Inconsistent mailbox disk state after nodes reboot due to cooling failure
Applies to
- ONTAP 9
Issue
- After both nodes reboot due to a site AC failure, the node that was taken over boots up first, and accidentally overrides the mailbox disk state:
waiting for giveback...
Do you wish to halt this node rather than wait [y/n]? n
The HA partner appears to be either not operational or not in takeover
mode. You will be asked whether you want to continue. If you answer "yes", the
existing failover monitor disk state will be overwritten and this node will be
rebooted.
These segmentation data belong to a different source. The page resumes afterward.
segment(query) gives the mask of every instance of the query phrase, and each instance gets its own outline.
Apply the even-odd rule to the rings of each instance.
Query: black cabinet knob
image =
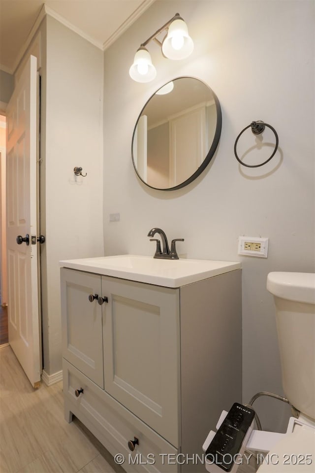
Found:
[[[139,445],[139,440],[136,437],[134,437],[134,440],[129,440],[128,442],[128,448],[132,452],[136,447],[136,445]]]
[[[108,302],[108,297],[101,297],[100,296],[97,299],[97,302],[100,305],[102,305],[104,302]]]
[[[89,294],[89,300],[90,302],[93,302],[95,299],[97,299],[98,297],[98,294]]]
[[[27,233],[24,237],[22,235],[18,235],[16,237],[16,242],[18,245],[22,245],[22,243],[26,243],[28,246],[30,244],[30,235],[28,233]]]

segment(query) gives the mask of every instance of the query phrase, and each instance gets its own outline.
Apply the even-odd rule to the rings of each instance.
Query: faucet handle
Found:
[[[156,250],[156,255],[160,255],[162,254],[162,251],[161,251],[161,242],[160,240],[158,238],[150,238],[150,241],[156,241],[157,242],[157,249]]]
[[[175,238],[172,240],[171,242],[171,251],[170,251],[170,256],[172,260],[179,260],[177,252],[176,251],[176,241],[184,241],[183,238]]]

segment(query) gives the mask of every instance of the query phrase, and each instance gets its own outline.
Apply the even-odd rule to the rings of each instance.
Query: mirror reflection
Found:
[[[219,101],[204,83],[180,77],[150,99],[133,132],[132,160],[140,179],[164,190],[179,189],[205,169],[221,132]]]

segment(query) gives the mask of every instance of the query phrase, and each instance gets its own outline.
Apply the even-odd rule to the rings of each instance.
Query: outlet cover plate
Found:
[[[246,256],[267,258],[268,240],[258,236],[239,236],[238,253]]]

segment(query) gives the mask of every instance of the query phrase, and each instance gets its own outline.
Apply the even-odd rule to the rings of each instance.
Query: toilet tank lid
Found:
[[[315,304],[315,273],[270,272],[267,289],[274,296],[288,301]]]

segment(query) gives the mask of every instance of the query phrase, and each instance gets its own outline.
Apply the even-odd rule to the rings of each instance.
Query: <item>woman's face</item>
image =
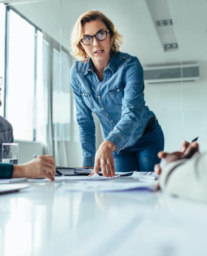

Answering "no" will halt this node with no modification to the failover
monitor disk state.
WARNING: Answering "yes" while the HA partner is operational and in
takeover mode will have unexpected and potentially catastrophic results:
YOUR FILESYSTEMS MAY BE DESTROYED
Do you wish to continue [y/n]?
Please answer yes or no.
Do you wish to continue [y/n]? y
Jun 11 10:22:02 [cluster1-02:cf.fm.overwriteState:notice]: System continuing after overwriting failover monitor state!
- When the node boots back up to the cluster, we see node 1 thinks it is in takeover, while node 2 is booted:
cluster1::> sto fa show
(storage failover show)
Takeover
Node Partner Possible State Description
-------------- -------------- -------- -------------------------------------
cluster1-01
cluster1- false In takeover
02
cluster1-02
cluster1- false Connected to cluster1-01,
01 Takeover is not possible: NVRAM log
not synchronized